Most couples getting divorced in the Everett area are coming out of two-income households. When both spouses work, spousal maintenance (commonly known as alimony) is not likely to come up. As long as each spouse has a substantial income and can support themselves, the family court will not award alimony to either party.
But there are still couples where one spouse is the breadwinner and the other focuses on childcare and housekeeping. Such an arrangement typically means that one spouse depends on the other for money. And after being married for decades, a person who gave up their career can struggle mightily to pay for their own housing, food, utilities and other necessities.

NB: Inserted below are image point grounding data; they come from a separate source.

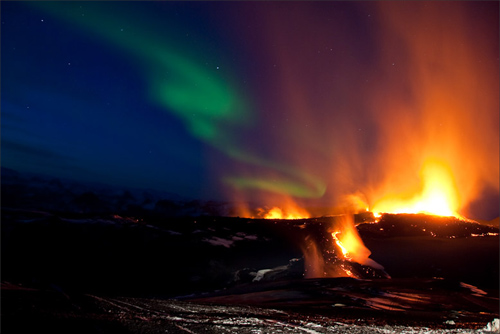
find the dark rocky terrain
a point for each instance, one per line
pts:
(73, 264)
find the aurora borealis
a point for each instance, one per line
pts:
(258, 101)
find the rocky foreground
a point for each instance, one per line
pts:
(87, 273)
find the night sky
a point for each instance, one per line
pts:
(255, 101)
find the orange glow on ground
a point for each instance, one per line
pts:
(278, 213)
(438, 194)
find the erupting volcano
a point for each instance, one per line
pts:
(325, 164)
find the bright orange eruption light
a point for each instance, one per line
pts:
(277, 213)
(438, 194)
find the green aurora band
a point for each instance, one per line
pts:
(210, 109)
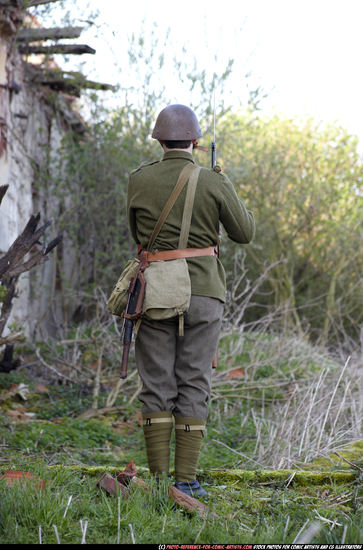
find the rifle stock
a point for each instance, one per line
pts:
(132, 313)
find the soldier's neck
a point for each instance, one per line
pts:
(188, 150)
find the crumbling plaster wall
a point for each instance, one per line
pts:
(29, 130)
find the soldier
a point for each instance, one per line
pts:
(176, 371)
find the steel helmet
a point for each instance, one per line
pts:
(177, 123)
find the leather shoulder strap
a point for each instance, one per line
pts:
(182, 180)
(188, 208)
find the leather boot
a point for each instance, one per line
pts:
(157, 428)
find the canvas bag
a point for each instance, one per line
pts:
(168, 287)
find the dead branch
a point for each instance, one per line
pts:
(189, 503)
(3, 189)
(112, 486)
(54, 33)
(32, 3)
(13, 259)
(66, 49)
(91, 413)
(24, 3)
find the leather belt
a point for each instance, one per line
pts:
(165, 255)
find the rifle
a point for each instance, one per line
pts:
(213, 144)
(133, 312)
(213, 163)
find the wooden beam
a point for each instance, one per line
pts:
(31, 3)
(66, 81)
(35, 35)
(24, 3)
(65, 49)
(3, 189)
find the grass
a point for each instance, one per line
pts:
(287, 405)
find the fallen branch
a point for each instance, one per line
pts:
(3, 189)
(112, 486)
(349, 462)
(66, 49)
(91, 413)
(54, 33)
(190, 503)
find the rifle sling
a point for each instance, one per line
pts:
(182, 180)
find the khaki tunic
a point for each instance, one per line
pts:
(176, 371)
(215, 201)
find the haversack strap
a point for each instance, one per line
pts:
(188, 208)
(156, 420)
(182, 180)
(189, 427)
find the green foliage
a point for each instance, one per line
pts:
(302, 181)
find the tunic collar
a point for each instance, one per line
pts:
(178, 155)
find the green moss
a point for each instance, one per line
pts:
(353, 452)
(303, 478)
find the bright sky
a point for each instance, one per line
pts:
(306, 53)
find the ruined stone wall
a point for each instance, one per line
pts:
(29, 129)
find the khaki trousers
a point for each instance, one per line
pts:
(176, 371)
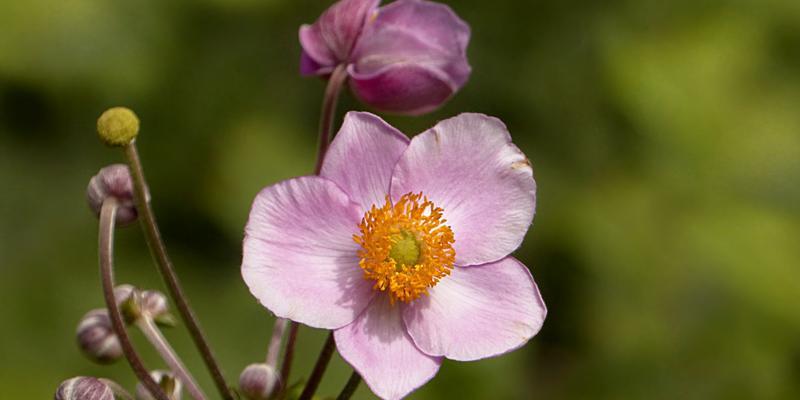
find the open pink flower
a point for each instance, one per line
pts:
(402, 247)
(406, 57)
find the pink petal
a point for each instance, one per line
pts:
(300, 260)
(309, 67)
(316, 54)
(478, 312)
(411, 58)
(404, 88)
(330, 40)
(468, 166)
(362, 156)
(377, 346)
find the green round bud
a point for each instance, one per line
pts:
(118, 126)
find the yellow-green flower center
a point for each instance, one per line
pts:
(405, 247)
(405, 250)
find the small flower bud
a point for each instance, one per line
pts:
(171, 386)
(97, 339)
(154, 303)
(84, 388)
(118, 126)
(123, 292)
(258, 382)
(113, 180)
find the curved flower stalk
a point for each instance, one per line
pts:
(402, 247)
(407, 57)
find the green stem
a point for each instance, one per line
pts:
(319, 369)
(159, 250)
(350, 387)
(108, 216)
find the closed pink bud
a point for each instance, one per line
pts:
(84, 388)
(407, 57)
(113, 181)
(258, 382)
(97, 339)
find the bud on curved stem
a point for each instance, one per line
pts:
(259, 382)
(84, 388)
(118, 127)
(113, 181)
(164, 264)
(153, 334)
(97, 339)
(106, 245)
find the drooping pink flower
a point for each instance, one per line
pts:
(406, 57)
(402, 247)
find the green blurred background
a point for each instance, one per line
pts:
(665, 138)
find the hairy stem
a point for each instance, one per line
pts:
(332, 91)
(159, 250)
(153, 334)
(319, 369)
(350, 387)
(330, 100)
(288, 356)
(108, 215)
(274, 349)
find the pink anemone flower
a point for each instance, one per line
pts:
(402, 248)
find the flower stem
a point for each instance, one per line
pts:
(350, 387)
(319, 369)
(288, 356)
(153, 334)
(157, 247)
(335, 84)
(334, 88)
(108, 215)
(275, 342)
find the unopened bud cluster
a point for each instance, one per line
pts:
(96, 337)
(95, 334)
(84, 388)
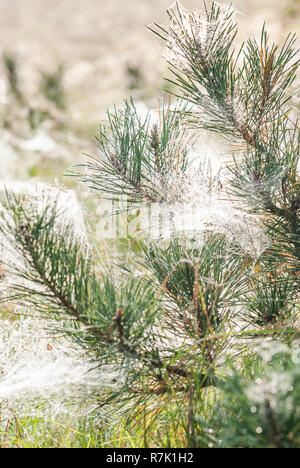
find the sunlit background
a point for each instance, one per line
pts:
(63, 63)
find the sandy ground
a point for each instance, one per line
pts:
(96, 39)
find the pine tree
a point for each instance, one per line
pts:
(169, 319)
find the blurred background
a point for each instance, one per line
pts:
(64, 62)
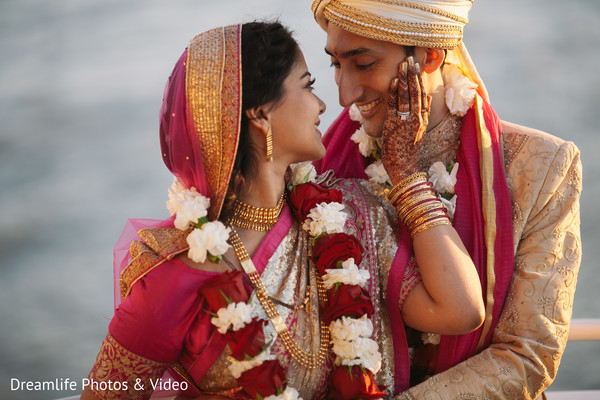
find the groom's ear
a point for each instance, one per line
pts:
(257, 118)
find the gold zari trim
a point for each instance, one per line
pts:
(120, 374)
(404, 33)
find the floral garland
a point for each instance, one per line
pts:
(346, 311)
(459, 93)
(208, 239)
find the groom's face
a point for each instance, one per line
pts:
(364, 68)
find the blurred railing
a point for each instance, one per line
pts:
(582, 329)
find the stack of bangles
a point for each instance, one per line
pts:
(417, 204)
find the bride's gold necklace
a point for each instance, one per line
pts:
(301, 356)
(256, 218)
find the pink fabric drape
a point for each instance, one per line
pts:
(176, 319)
(178, 139)
(344, 158)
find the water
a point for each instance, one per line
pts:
(81, 88)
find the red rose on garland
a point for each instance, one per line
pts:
(248, 341)
(264, 380)
(329, 249)
(306, 196)
(354, 383)
(347, 300)
(223, 289)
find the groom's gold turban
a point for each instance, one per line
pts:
(423, 23)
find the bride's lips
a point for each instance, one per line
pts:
(368, 109)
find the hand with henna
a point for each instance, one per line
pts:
(406, 122)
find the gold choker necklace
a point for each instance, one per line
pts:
(256, 218)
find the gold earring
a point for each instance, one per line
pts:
(269, 144)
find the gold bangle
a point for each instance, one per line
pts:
(431, 224)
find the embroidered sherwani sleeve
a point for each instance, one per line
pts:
(531, 334)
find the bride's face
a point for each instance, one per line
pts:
(295, 119)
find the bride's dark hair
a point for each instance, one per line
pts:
(268, 54)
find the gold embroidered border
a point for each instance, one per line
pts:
(213, 87)
(409, 34)
(117, 370)
(412, 277)
(426, 8)
(164, 243)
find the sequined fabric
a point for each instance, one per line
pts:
(544, 178)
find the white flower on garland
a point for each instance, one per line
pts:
(237, 368)
(349, 274)
(325, 218)
(444, 182)
(363, 351)
(288, 394)
(234, 316)
(348, 329)
(354, 114)
(431, 338)
(303, 172)
(376, 172)
(190, 209)
(187, 205)
(352, 343)
(459, 90)
(211, 238)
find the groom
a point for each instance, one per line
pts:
(516, 197)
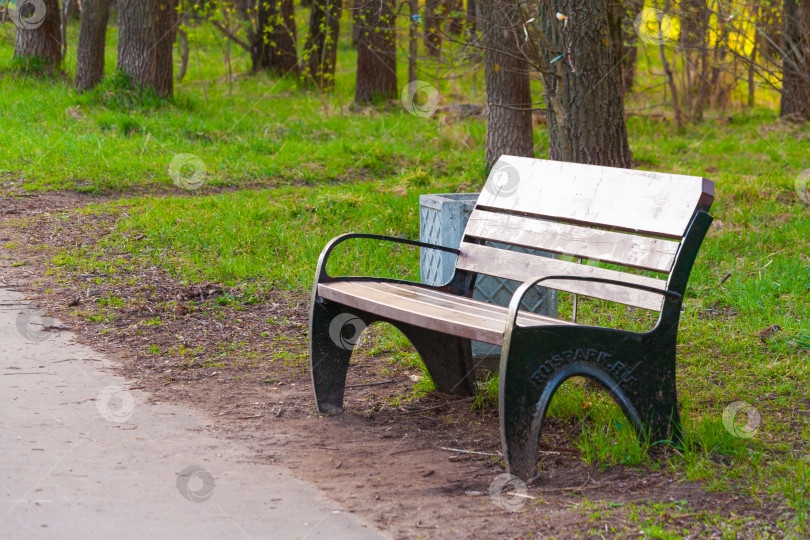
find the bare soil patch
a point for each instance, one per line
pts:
(383, 458)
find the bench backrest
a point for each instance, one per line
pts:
(634, 219)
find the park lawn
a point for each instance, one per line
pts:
(317, 167)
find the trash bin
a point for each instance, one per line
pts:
(442, 220)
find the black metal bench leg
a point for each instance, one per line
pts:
(333, 333)
(536, 362)
(448, 359)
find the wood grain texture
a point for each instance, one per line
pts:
(420, 306)
(640, 201)
(595, 244)
(521, 267)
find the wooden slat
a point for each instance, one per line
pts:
(649, 202)
(518, 266)
(420, 307)
(595, 244)
(462, 303)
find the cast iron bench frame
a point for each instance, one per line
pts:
(636, 219)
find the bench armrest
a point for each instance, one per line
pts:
(320, 272)
(517, 298)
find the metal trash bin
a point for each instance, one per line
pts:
(442, 220)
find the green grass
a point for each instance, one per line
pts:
(317, 168)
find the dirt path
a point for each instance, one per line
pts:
(243, 369)
(85, 455)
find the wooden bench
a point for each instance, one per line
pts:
(636, 220)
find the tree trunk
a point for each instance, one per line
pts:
(90, 51)
(39, 32)
(456, 24)
(586, 110)
(274, 41)
(413, 44)
(320, 51)
(357, 26)
(146, 32)
(433, 24)
(509, 100)
(795, 102)
(376, 53)
(472, 17)
(623, 40)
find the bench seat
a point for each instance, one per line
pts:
(622, 236)
(427, 307)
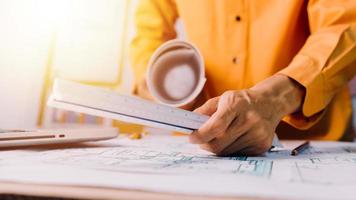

This situation is what alimony is intended to solve. It gives the recipient time to transition to financial independence — or, if that is not possible due to the recipient’s age, education or health, ensure that they will be comfortable the rest of their lives.
The six factors in Washington’s spousal maintenance law
Unless the other spouse agrees, getting approved for maintenance is not simple. Washington’s relevant statute provides six guidelines for judges to consider when deciding whether alimony is appropriate. They are:
- The financial resources of the spouse seeking maintenance, including their share of community and separate property, their ability to earn an income, and child support.
- How long it will take for the spouse to gain the education or experience necessary to start earning an income “appropriate to his or her skills, interests, style of life and other attendant circumstances.”
- The standard of living established during the marriage.
- How long the marriage lasted.
- The would-be recipient’s age, physical and mental health, and financial obligations.
- The ability of the other party to meet their financial obligations while also meeting those of their former spouse through maintenance.
Each party must make a strong case for whether or not alimony is appropriate.